Webmaster: Rene Winters
HIF 44e Carburettors|
On this section of our website we will start with the HIF 44.
Here you see the parts of the HIF 44e
1. HIF44E Carburettor
2. Fuel Cut-off Solenoids
3. Stepper motor
4. Vacuum switch
6. Ignition coil
7. sensor air temperature
8. High engine temperature lamp
9. Engine temperature sensor
10. Throttle Switch
11. Engine temperature sensor
Automatic Enrichment Device|
We will start with the automatic enrichment device. It is a rotary valve, '1', which receives
fuel from the carburettor's fuel reservoir '2' and air via a vacuum unit '3'.
The rotary valve is turned by the stepper motor '4'. The stepper motor receives its information
to turn from the ECU.
In this diagram, the rotary valve contains a sleeve '1' and a spindle '2', the spindle being
turned by the stepper motor. Fuel enters the valve from below and air from above. The emulsified
mixture passes through hole 'A' in the sleeve and 'B' in the spindle to the centre of the spindle and
from there into the venturi.
To control the amount of air/fuel mixture entering, a V shaped groove is cut into the periphery of
Turning movement of the stepper motor will vary the position of the V groove relative to the hole 'A' in
the sleeve, and thus meter the amount of air and fuel entering the carburettor.
This vacuum valve is a further refinement to ensure correct engine performance under varying load
conditions during warm up.
It is connected to the air intake side of the rotary valve, and receives vacuum from the inlet manifold.
When manifold depression is high, such as at idle, vacuum will lift the diaphragm off its seat
against spring pressure. Thus air can enter the rotary valve through channels 'X' and 'Y'.

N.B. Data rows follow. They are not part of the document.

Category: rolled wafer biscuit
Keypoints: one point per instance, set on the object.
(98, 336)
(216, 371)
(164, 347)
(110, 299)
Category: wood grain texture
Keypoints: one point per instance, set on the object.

A reduced vacuum during acceleration-will allow the spring to seat the diaphragm. Channel 'X' will be
sealed, and a much reduced volume of air will enter through channel 'Y'. This gives the richer fuel
mixture necessary for correct engine performance during low manifold depression conditions.

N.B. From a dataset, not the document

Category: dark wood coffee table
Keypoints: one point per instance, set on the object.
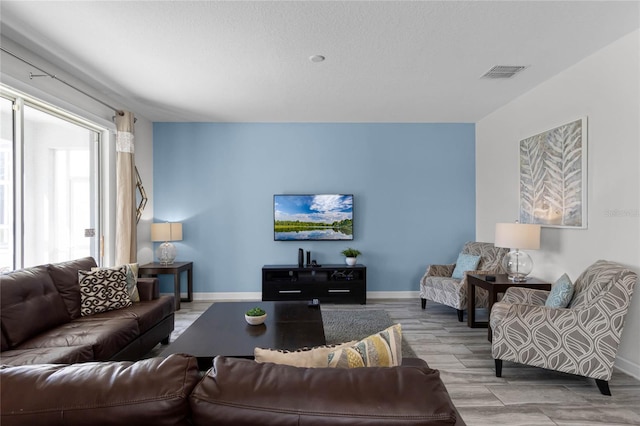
(222, 330)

You will now understand the effect that faults on the vacuum valve may have to poor carburettor
performance during warm up. For example, if the pipe to the rotary valve is loose or split, excessive
air will enter the valve to give a weak mixture. This will probably be noticed as hesitation on
acceleration during the warm up period.
Another device new to the HIF 44e is this throttle jack. It is fitted to enable a slower idle speed
to be used to improve fuel economy.
It is moved out by this cam farrowed) which is driven by the stepper motor. So it operates in concert
with the rotary enrichment valve.
As the cam pushes the throttle jack out, it moves the linkage to the carburettor butterfly and
increases the idle speed. In fact for the first 40° of spindle rotation, only the throttle jack is
actuated; thereafter the porting in the rotary valve becomes progressively larger and additional
fuel/air mixture passes to the carburettor.
As we have said before, the stepper motor is controlled by the ECU. So if the engine speed drops
below its correct idle speed, the ECU will tell the stepper motor to turn. This will cause the cam to
push out the throttle jack and correct the idle speed automatically.
Fuel Cut-off Valve|
Now the fuel cut-off valve. It is fitted to reduce the amount of fuel able to be drawn out of the
carburettor during overrun and so improve fuel consumption. Let us see how it works.
In this diagram, air at atmospheric pressure enters the float chamber at the left through a fixed air
bleed. The solenoid operated fuel cut-off valve, fitted in a separate passage way on the right also
allows air to enter.
Under acceleration and cruise conditions the valve is in the position you see here. Atmospheric
pressure above the fuel in the float chamber allows the fuel to be drawn out of the jet and into the
When the solenoid operates on overrun, the valve opens a passage to the venturi. Air is drawn from
the float chamber and fuel flow is reduced.
The cut-off valve is told when to operate by the ECU. It receives a signal from a switch at the
throttle pedal to say that the driver's foot is off. it also receives engine speed information to
ensure it does not work below 1300 rpm.
Incidentally it does not work continuously during overrun. It opens and closes at 1/2 second intervals
for a period of 9 seconds to make sure there is sufficient fuel available to avoid stalling, or
hesitation when the driver accelerates again.